From: "David E Jones" <[EMAIL PROTECTED]>
It might be better to have an independent ID for the TerrestrialPosition (like terrestrialPositionId) and have things point to it rather than having it point to other things. In other words we would add a terrestrialPositionId to the ContactMech instead of putting a contactMechId on TerrestrialPosition. In that way anything could point to it.

Yes and this is even simpler. I followed the PartyContactMech pattern because I thought it was a best practise. But obviously
like  that the scope will be wider.

This is something we should maybe discuss more, ie whether the TerrestrialPosition should be a type of ContactMech or it's own independent thing. I was thinking the independence might be better, and we would have more control over what it is attached to. In other words, the use patterns and relationships to other entities are a little different than what is done with ContactMechs.

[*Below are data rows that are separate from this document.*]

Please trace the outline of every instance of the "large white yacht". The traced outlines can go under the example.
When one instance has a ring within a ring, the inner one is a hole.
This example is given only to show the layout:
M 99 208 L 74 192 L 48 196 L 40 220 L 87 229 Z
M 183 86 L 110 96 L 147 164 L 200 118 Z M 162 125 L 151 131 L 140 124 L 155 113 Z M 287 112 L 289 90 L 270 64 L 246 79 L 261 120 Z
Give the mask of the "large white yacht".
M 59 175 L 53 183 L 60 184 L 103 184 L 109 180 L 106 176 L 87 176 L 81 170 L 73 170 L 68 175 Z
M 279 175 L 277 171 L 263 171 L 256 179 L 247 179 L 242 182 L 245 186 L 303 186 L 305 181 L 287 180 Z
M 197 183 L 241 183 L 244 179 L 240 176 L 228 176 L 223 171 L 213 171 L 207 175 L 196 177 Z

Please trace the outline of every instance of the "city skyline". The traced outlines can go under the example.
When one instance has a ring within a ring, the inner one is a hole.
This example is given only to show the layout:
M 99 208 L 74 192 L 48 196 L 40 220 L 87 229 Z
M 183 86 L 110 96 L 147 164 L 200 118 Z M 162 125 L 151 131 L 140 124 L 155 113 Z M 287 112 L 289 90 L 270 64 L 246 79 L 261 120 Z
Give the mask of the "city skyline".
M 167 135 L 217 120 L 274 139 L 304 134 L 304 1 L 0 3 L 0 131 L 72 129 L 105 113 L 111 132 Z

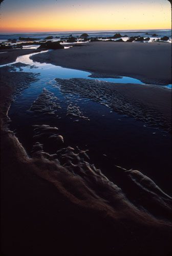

Still, if anyone thinks otherwise... please share.

Actually what I said above is not true. The scope will not be wider. You can get the same using the ContactMech pattern. It's only a bit harder since you have to create a specific entity (like FacilityLocationContactMech) and make the association between the 2 other entities each time you want to relate a new entity (like say FacilityLocation). In the second case only one association to TerrestrialPosition would be needed. So it's up to you guys, sometimes breaking the rules is good, sometimes it's not, we have to really think about it ... before...

What do you mean by "break the rules"? I don't see any rules being broken here...

As with anything you design to requirements, and try to make things flexible but many-to-many relationships are not inherently better in any way than many-to-one relationships, they are just different and better for use in different situations.